Armorial plaque, Ardfert, Co. Kerry
Co. Kerry |
Estate Features
On the east wall of a transept in Ardfert, County Kerry, a limestone slab roughly the size of a large mirror carries a carved heraldic display that most visitors walk past without a second glance.
It is not especially large, measuring around 56 centimetres high by 52 wide, but it is dense with meaning: a heater-shaped shield, so called for its resemblance to the flat-iron shields used in medieval tournaments, divided vertically down the centre and packed with the symbols of two distinct families joined, apparently, by alliance or marriage.
The plaque dates to the sixteenth century and commemorates a union between the Crosbie and Browne families, both of whom held influence in Kerry during that period. The left half of the shield carries the Crosbie arms, a lion rampant accompanied by two left hands in chief, those disembodied hands being a motif associated with several Munster families of the era. The right half bears the Browne arms, three martlets (a heraldic bird resembling a swift, shown without feet) arranged vertically, with a lion passant-guardant on the side panels known as flaunches. Surrounding the shield is mantling, the decorative drapery that in heraldry originally represented the cloth worn over a knight's helmet to absorb heat.

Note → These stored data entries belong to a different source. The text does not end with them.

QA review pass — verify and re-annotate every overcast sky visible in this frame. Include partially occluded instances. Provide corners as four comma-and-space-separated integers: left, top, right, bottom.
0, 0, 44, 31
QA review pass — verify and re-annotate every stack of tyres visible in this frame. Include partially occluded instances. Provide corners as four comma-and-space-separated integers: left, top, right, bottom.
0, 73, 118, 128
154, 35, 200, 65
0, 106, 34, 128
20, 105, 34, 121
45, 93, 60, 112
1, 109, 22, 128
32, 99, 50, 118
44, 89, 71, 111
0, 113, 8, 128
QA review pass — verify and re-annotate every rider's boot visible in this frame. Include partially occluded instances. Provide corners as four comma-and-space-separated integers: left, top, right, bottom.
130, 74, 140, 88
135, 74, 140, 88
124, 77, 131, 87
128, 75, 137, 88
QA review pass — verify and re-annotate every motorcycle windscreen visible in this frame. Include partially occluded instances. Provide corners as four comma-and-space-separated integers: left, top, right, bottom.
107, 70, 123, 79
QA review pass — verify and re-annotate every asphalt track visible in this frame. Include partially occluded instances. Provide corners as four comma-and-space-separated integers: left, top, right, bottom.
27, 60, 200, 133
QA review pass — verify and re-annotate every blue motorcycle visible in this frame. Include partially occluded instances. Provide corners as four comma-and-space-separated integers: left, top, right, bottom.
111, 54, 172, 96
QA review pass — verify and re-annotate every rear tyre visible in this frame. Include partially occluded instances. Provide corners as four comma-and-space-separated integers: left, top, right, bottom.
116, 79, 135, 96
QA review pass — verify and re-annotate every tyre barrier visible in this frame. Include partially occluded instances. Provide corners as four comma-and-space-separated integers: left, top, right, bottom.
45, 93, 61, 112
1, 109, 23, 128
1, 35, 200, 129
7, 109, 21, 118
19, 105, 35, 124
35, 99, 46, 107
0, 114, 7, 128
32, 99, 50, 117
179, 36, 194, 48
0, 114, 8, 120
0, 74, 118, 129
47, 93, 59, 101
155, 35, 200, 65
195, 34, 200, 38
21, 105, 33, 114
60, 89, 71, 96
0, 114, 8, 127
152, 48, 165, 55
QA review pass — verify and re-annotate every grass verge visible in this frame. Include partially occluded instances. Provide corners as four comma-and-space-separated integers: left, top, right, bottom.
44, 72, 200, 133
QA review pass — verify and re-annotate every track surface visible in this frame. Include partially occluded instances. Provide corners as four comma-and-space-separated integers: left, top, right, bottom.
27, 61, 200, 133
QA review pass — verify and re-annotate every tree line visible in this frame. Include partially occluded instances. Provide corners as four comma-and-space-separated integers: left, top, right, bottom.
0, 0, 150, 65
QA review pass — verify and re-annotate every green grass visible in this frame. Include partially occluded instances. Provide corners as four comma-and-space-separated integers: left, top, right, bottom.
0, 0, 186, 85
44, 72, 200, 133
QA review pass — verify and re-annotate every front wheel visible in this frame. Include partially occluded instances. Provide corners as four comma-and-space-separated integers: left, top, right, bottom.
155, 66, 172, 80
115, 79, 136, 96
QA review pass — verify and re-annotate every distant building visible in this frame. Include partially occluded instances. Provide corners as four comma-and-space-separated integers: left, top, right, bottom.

Above it sits a crest featuring a circle pierced by three swords, a rosette, and what appears to be a winged wolf, though the carving at that point is ambiguous enough that it was noted tentatively even by earlier scholars. Beneath everything, in Gothic lettering, runs the Latin phrase INDIGNANTE INVIDIA FLOREBIT IUSTUS, which translates roughly as "the just man shall flourish despite the envy of his detractors", a motto with a quietly combative edge that suited the political climate of sixteenth-century Munster rather well.